It’s not uncommon for us to feel overwhelmed by the amount of content that’s put in front of us on a daily basis, whether it be on the TV, social media, or other digital platforms. But for a suburb of West Auckland, social media has been the voice for what Heather Tanguay describes as “The Community Kindness movement” of Glen Eden. 

The Community Kindness Movement. Inspiring Communities
Heather Tanguay – Glen Eden community activator

What Heather is referring to is a Facebook Group – Glen Eden Pātaka Free Pantry Group – which was set up in late 2018 as a community-led initiative championed by the Glen Eden Residents Association (GERA).  

SHARED LOCAL VISION 

“We knew there was a great need for Pātaka in our community. We didn’t know exactly how we were going to make it happen, and that’s why we put it to the community on Facebook.” 

The response was incredible. Among offers of free building, donated materials, and locations to host the Pātaka, it was clear that the community of Glen Eden – with a population of over 7,000 people – was willing to bring this project to life.  

BUILD FROM LOCAL STRENGTHS 

Another GERA member was instrumental in building the initiative’s online presence.
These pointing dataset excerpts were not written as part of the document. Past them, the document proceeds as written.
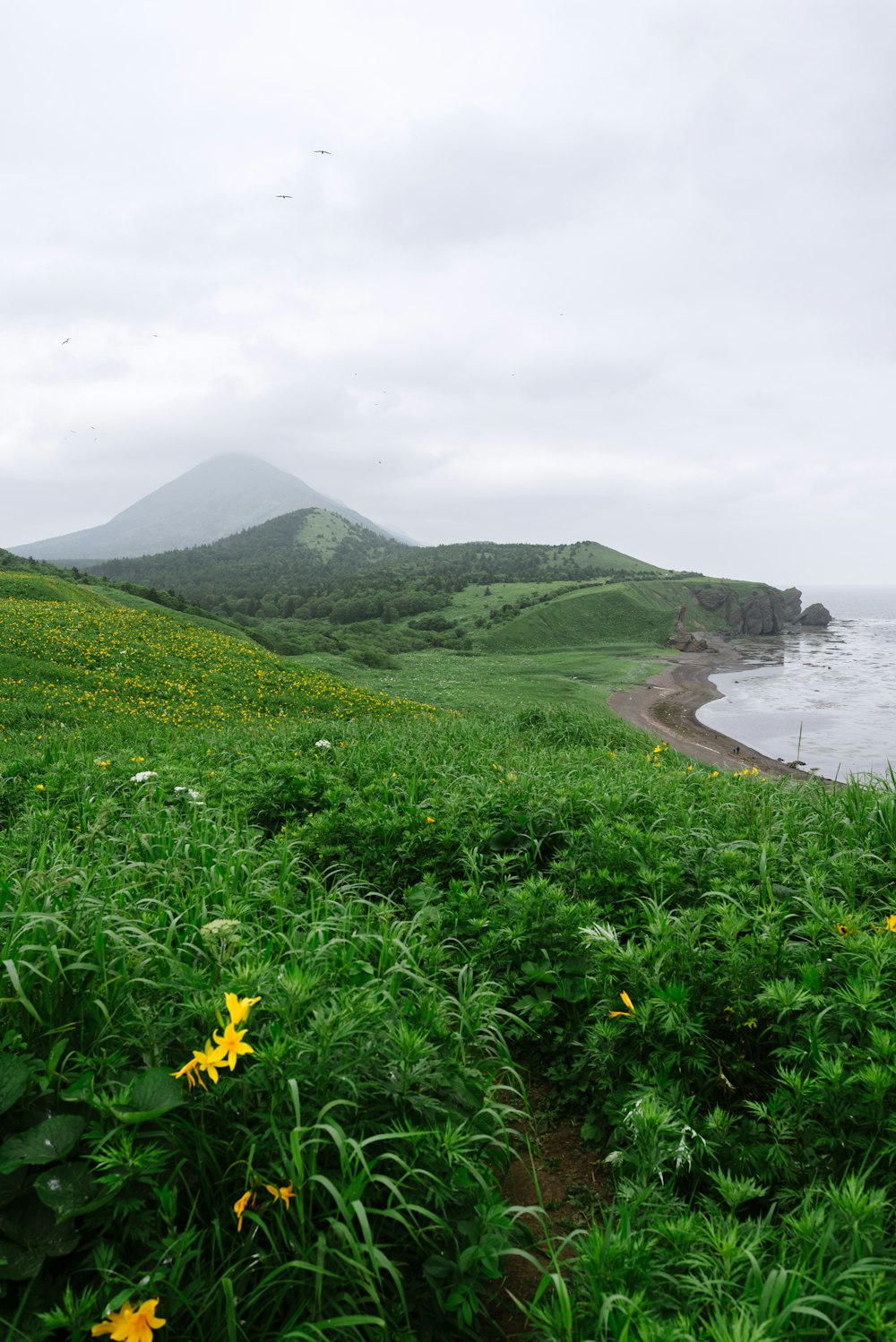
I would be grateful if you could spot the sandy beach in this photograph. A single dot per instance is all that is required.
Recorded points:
(667, 706)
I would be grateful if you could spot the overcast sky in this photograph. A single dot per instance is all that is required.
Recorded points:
(572, 269)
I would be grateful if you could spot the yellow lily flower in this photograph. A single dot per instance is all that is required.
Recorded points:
(127, 1325)
(239, 1207)
(628, 1002)
(210, 1059)
(239, 1007)
(231, 1045)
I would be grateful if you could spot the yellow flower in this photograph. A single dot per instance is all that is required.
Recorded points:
(129, 1325)
(186, 1070)
(239, 1007)
(628, 1002)
(210, 1059)
(240, 1204)
(231, 1043)
(280, 1193)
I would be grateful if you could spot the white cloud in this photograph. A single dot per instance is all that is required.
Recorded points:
(574, 271)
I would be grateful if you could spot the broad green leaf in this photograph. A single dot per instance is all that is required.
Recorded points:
(66, 1188)
(48, 1141)
(151, 1096)
(18, 1263)
(13, 1078)
(11, 1185)
(32, 1226)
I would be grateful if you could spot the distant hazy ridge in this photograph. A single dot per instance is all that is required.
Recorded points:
(218, 498)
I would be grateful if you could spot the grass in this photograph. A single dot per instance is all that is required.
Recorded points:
(702, 967)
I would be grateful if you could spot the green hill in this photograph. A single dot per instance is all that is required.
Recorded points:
(274, 946)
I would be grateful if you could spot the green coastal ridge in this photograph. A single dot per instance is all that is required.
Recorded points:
(317, 932)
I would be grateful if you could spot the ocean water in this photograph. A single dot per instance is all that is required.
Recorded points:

From there, she and Heather received many offers of support and from there a sub-committee with another five members was established, based on their relevant skills. 

First, some research was carried out. The Pātaka Kai initiative originated in South Auckland and has since grown into a national movement. Heather credits the Pātaka Kai website with having all the information they needed to get started.

“It was wonderful to be able to look at their resources. How did they did it, what things we had to have in place, what things we needed to consider… council regulations and things… just about everything we needed to get this project up and running.” 

With a small amount of funding they were able to buy the materials for five Pātaka which were set up in all corners of Glen Eden; attached to fences of people’s homes who’d offered their property as a Pātaka host.  

The Community Kindness Movement. Inspiring Communities

LEARN BY DOING 

“Right at the beginning we didn’t have doors for the pantries, so the birds were getting in and eating the bread, making a mess… but we didn’t have the money to do anything about it. Then out of nowhere a local flight attendant made five pantry doors. She is away with work for weeks at a time, but this is still her community. Isn’t that lovely? I apologised to her and said we couldn’t afford to reimburse her, but she didn’t expect anything. It was quite overwhelming.” 

Heather says she and the team also had to learn to let the community go about their giving, taking and trading from the Pātaka in their own way. 

“Generally speaking everyone is mindful of others – not taking too much, not leaving it empty – and if there is bad behaviour people usually communicate about it in the Facebook group.” 

The bad behaviour, Heather says, is usually people clearing the Pātaka out; taking everything.  

“It happened to us at the beginning, but there’s no judgement. You just never know a person’s situation. We heard of one woman who was accused of clearing a Pataka… but we also knew from the school principal that she was a P addict trying to shake her addiction, and she had kids at home.” 

With rising housing prices and stagnant wage rates, any family could be at risk – no matter their socio-economic standing.  

“An example to consider is a young man who had to give up his job to look after a sick wife and child, paying huge rent. He was desperate, and his wife could not receive a benefit as she was not a New Zealander. The Pātaka helped him provide some food prior to Christmas.” 

It’s not just local neighbours donating food to the Pātaka. In the relatively short time they’ve been up and running, the sub-committee have worked to get assistance from local business owners including bakeries and supermarkets who would otherwise be throwing unwanted produce into landfill.  

“We have been able to demonstrate through the Pātaka, that what has been perceived as food waste can be avoided and can be positively redirected to people in need.” 

Their community spirit doesn’t stop there.  

“We would love to see a gardening project in Glen Eden. Veggies and fruit are out of the question for families on a tight budget.” 

With willing volunteers and available garden space nearby they are hopeful that 2020 is the year they can bring this part of the project to fruition.  

“It hasn’t all been plain sailing, but this is our home. A place in need. And besides, I don’t do hobbies. I do community.”